Page MenuHomePhabricator

Add selector for editors to control exclusion of navigational elements from search results
Closed, ResolvedPublic

Description

See this new feature documented at https://www.mediawiki.org/wiki/Help:CirrusSearch#Exclude_content_from_the_search_index


(Based on this feedback from French Wikipedia.)

When you perform a particular search, the results can be polluted by navigation elements that are not supposed to be displayed.

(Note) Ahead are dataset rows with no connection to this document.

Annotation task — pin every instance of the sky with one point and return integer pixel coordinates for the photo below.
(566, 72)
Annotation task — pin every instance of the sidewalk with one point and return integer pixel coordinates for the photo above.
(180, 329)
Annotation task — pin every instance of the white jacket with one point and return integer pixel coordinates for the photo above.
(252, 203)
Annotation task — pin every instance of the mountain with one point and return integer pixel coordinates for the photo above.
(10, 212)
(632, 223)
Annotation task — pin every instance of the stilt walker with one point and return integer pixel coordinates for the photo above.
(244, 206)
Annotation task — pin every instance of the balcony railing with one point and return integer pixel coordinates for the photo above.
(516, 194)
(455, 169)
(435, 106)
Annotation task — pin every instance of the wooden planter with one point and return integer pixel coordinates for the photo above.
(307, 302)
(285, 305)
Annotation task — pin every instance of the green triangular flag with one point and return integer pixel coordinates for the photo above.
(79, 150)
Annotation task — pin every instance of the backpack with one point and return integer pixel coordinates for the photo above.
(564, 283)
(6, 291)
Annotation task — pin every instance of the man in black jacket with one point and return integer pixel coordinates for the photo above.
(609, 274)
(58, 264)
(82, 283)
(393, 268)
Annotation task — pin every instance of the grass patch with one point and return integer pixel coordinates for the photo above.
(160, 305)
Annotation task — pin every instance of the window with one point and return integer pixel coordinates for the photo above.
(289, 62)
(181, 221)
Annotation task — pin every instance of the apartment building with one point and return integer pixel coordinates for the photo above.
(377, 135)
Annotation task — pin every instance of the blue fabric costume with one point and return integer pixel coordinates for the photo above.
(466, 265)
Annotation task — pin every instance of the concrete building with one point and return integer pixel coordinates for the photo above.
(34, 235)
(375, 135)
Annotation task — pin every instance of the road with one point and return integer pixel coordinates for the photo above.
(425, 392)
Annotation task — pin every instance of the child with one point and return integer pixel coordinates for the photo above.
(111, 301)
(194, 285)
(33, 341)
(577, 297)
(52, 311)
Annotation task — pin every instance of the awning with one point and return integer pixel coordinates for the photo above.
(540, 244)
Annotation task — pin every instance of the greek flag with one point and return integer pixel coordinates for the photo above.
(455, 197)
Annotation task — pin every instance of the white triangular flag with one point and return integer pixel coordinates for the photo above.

For instance, this request displays the following description for the first result (also true for the other ones):
approchent. Ligue des champions de l'UEFA 2017-2018 Navigation Édition précédente Édition suivante modifier La Ligue des champions 2017-2018 est la

The block "Navigation Édition précédente Édition suivante modifier" is a navigation element, located at the bottom of the infobox and designed to go to the previous/next article about this football competition. These elements are not supposed to be included in the search and displayed as results.

The expected search result would be like this. However, this result is excluding the whole infobox by using -hastemplate:"Infobox Compétition sportive". This is not a solution, because some elements can be somehow only displayed in the infobox.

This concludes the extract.